Наталья: — Гораздо интереснее было другое. В тот момент он за мной ухаживал, я работала в Театре Станиславского. И, помню, уезжаю на гастроли в Ригу. Весь театр стоит на перроне Рижского вокзала, Игорь меня провожает и говорит: «Тебе денег, наверное, надо в дорогу дать?» И на глазах у всей труппы достает пачку из кармана, а там рублей 600 было. Я так и ахнула. Потом все заслуженные артисты нашего театра говорили: «Какой хороший мальчик! Надо тебе выходить за него».
— И что же подтолкнуло вас к решению связать свою судьбу с Игорем?

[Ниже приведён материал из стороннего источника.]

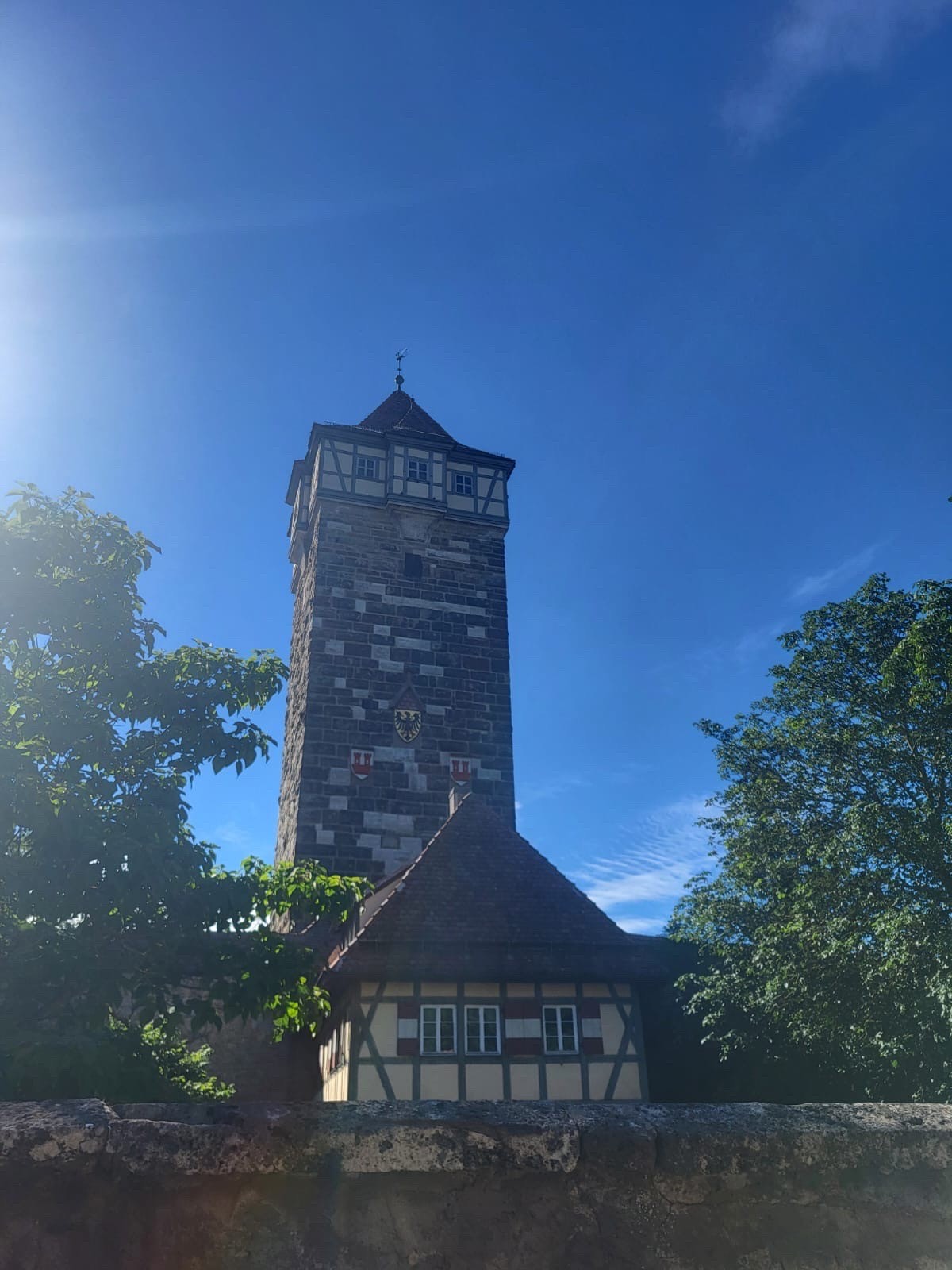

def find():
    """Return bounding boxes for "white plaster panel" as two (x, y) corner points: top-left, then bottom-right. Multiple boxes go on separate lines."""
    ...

(372, 1001), (397, 1058)
(420, 1062), (459, 1101)
(509, 1063), (538, 1101)
(614, 1063), (643, 1103)
(466, 1063), (503, 1103)
(385, 1063), (413, 1103)
(546, 1063), (582, 1101)
(505, 1018), (542, 1040)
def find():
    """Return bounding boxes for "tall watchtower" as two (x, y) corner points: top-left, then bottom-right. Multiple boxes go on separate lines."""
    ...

(277, 379), (516, 880)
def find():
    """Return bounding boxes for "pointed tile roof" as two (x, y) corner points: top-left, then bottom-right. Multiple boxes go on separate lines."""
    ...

(330, 795), (669, 980)
(357, 389), (453, 441)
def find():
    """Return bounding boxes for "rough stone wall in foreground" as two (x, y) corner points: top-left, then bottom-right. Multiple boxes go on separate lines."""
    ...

(0, 1101), (952, 1270)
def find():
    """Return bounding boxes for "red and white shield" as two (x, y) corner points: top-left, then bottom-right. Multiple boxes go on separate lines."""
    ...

(449, 758), (472, 785)
(351, 749), (373, 781)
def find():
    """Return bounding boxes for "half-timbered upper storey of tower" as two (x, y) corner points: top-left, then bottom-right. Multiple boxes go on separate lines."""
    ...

(287, 389), (516, 572)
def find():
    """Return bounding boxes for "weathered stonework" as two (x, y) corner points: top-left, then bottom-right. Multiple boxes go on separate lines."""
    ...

(0, 1100), (952, 1270)
(277, 401), (514, 880)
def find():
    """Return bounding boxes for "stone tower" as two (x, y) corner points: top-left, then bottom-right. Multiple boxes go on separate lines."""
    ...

(277, 379), (516, 880)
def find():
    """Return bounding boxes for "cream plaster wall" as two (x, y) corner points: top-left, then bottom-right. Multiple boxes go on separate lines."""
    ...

(420, 1063), (459, 1103)
(546, 1062), (582, 1100)
(466, 1063), (503, 1100)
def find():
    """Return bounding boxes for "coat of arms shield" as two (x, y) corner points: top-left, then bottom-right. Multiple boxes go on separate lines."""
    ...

(393, 683), (423, 745)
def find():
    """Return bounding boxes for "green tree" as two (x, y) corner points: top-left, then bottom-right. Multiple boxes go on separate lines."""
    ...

(671, 576), (952, 1100)
(0, 487), (363, 1099)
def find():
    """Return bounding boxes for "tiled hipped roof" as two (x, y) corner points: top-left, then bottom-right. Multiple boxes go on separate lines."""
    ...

(357, 389), (453, 441)
(330, 795), (670, 980)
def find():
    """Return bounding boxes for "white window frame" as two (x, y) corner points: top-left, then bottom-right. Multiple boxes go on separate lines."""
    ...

(463, 1005), (503, 1054)
(542, 1006), (579, 1054)
(420, 1005), (457, 1058)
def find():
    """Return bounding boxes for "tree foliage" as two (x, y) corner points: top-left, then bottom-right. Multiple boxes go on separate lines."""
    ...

(671, 576), (952, 1100)
(0, 487), (363, 1097)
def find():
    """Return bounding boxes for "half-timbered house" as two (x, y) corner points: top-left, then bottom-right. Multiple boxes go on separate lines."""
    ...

(320, 795), (666, 1101)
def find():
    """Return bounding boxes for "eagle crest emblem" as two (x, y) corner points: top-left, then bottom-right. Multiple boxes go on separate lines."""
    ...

(393, 683), (423, 745)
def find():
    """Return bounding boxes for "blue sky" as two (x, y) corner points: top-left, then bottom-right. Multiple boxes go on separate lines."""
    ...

(0, 0), (952, 931)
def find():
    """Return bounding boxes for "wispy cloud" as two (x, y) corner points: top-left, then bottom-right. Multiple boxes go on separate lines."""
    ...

(724, 0), (952, 144)
(519, 772), (592, 808)
(616, 917), (668, 935)
(212, 821), (251, 847)
(789, 542), (880, 599)
(575, 798), (711, 929)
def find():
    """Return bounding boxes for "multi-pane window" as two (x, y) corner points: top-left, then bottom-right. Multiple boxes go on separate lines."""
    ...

(542, 1006), (579, 1054)
(420, 1006), (455, 1054)
(466, 1006), (499, 1054)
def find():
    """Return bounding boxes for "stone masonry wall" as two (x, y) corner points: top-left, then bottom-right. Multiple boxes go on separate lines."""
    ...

(0, 1101), (952, 1270)
(278, 499), (516, 879)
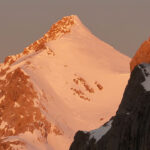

Наталья: — Ну уж не белая машина, я вас умоляю! (Смеется.) Знаете, мы пара, существующая вопреки всяким обстоятельствам. Игорь не москвич, жилья у нас не было. Мы два года снимали квартиру на Сущевке. То есть экономически ситуация была никакая. Был период, когда мы снимали дом в деревне за 20 рублей, под Москвой. Таскали воду из колодца. Я считаю, когда любишь человека, надо выходить за него замуж. Я с этим человеком чувство стабильности испытывала сразу, даже ничего не имея.
— Игорь, есть мнение, что основные качества человека закладываются в детстве. В детстве вы были таким же?
— Я думаю, что формирует человека все равно самостоятельная жизнь. Я родился в Минске и в 17 лет уехал из дома в Москву, в чужой город, где был абсолютно один, должен был сам принимать решения и сам за себя отвечать. Я не очень верю в гороскопы, но люди, которые меня знают, говорят, что я типичный Козерог. Я очень аккуратно иду, и пока копытом не попробую камень, я на него не встану. Но и согнуть меня очень непросто. Говорят, моему гороскопу это соответствует.
— А еще говорят, что Козероги сложны для понимания. Все держат внутри себя.
Наталья: — Вот Игорь почему-то производит на людей впечатление скрытного человека. На самом деле это не так. Кстати, женщины это, видимо, чувствуют, потому что письма ему шлют пачками до сих пор. Это что-то потрясающее!
— Вы тоже эти письма прочитываете?
Наталья: — Да, он мне все их приносит. (Смеется.) Знаете, сколько нам однажды носков прислали? Игорь в программе «Время» рассказывал, какие сильные морозы стоят в Москве. Так ему потом со всего Союза посылки с носками приходили.
— Игорь, чем вы занимаетесь дома на свободной от работы неделе?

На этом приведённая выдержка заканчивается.